Does Dynamic Quantization speed up Fairseq's Transfomer?

kalyangvs commented 4 years ago

What is your question?

As per this tutorial in torch, quantize_dynamic gives speed up of models (though it supports Linear and LSTM as of now). But I am unable to observe speed-up in fairseq's Transformer case whereas Huggingface's BERT gives good speed up.

Is there any suggestion or am I missing something?

Code

model is passed after make_generation_fast in fairseq_cli/generate.py

            quantized_model = torch.quantization.quantize_dynamic(
            model, {torch.nn.Linear}, dtype=torch.qint8
            )

What have you tried?

The example in the model gives around 2X irrespective of no of threads.

What's your environment?

fairseq Version (e.g., 1.0 or master): v0.9.0
PyTorch Version (e.g., 1.0) - 1.0.4
OS (e.g., Linux): Linux
How you installed fairseq (pip, source): pip in a clean conda environment
Python version: 3.7.6
Installed Intel MKL via pip and export LD_PRELOAD=../env/lib/libiomp5.so
Device: Intel CPU

myleott commented 4 years ago

What kind of model are you trying to quantize? It sounds like you're trying to speed up translation models, since you're modifying generate.py. A lot of the runtime here is due to overhead from beam search, since we're generating one token at a time.

BERT doesn't have this issue, since it gets the whole input all at once and produces the entire output all at once. Thus you should generally see bigger speedup with encoder-only models (e.g., BERT) than models with decoders (e.g., translation, language modeling).

Can you try with the fairseq RoBERTa implementation and see if you get a speedup?

Edwardlzy commented 4 years ago

Just want to follow-up on this issue. In my understanding, in generate.py, by default it loads an ensemble (transformers in a list) and you need to change each individual transformer INPLACE to do evaluation on the quantized model. However, when I ran inference on a quantized model, I encountered an error in the forward method in fairseq/modules/multihead_attention.py:

torch.cat((self.q_proj.bias, self.k_proj.bias, self.v_proj.bias)),
TypeError: expected Tensor as element 0 in argument 0, but got method.
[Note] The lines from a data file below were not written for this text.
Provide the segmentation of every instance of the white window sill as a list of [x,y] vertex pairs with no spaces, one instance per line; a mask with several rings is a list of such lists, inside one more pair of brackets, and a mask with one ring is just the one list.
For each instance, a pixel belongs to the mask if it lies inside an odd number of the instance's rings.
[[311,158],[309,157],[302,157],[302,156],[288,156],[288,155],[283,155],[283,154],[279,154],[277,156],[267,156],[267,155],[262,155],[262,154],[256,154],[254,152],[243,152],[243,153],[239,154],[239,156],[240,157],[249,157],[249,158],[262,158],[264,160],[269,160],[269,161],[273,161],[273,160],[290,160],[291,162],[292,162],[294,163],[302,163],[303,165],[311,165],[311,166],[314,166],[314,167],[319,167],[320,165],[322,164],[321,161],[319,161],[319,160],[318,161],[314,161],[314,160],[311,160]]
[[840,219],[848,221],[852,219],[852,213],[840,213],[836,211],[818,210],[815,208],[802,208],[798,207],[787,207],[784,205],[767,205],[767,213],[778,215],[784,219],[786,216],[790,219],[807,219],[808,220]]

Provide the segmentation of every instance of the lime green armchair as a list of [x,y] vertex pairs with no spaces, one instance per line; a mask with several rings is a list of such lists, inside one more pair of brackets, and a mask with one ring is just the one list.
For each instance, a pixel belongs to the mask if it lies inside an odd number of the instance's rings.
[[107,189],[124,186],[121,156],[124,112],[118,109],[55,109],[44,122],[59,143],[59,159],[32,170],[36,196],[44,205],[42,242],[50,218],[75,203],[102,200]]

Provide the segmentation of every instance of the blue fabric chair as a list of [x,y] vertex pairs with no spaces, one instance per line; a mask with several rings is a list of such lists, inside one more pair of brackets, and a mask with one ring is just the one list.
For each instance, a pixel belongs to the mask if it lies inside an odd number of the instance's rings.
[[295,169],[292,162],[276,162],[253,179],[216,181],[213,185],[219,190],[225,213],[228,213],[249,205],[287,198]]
After checking the documentation for quantize_dynamic(), seems like the weights and biases of each trainable layer will be wrapped and can only accessed via LinearPackedParams._weight_bias(). So I changed the multihead_attention.py file to properly access the weights and biases. Then I got this error in torch.nn.functional.py:

output = input.matmul(weight.t())
RuntimeError: Could not run 'aten::mm' with arguments from the 'QuantizedCPUTensorId' backend. 'aten::mm' is only available for these backends: [CUDATensorId, SparseCPUTensorId, VariableTensorId, CPUTensorId, SparseCUDATensorId].

Does this mean quantization is not yet supported in Fairseq? Is there any workaround to run quantization simulation for Transformer models? Thanks in advance!

kalyangvs commented 4 years ago

Though we generate one token at time, for each token generation in decoder side the time would decrease (for non-auto regressive seq-seq), that it supposed to decrease the overall time since transformers are made up of self-attention and linear layers, as we are also quantizing linear layers.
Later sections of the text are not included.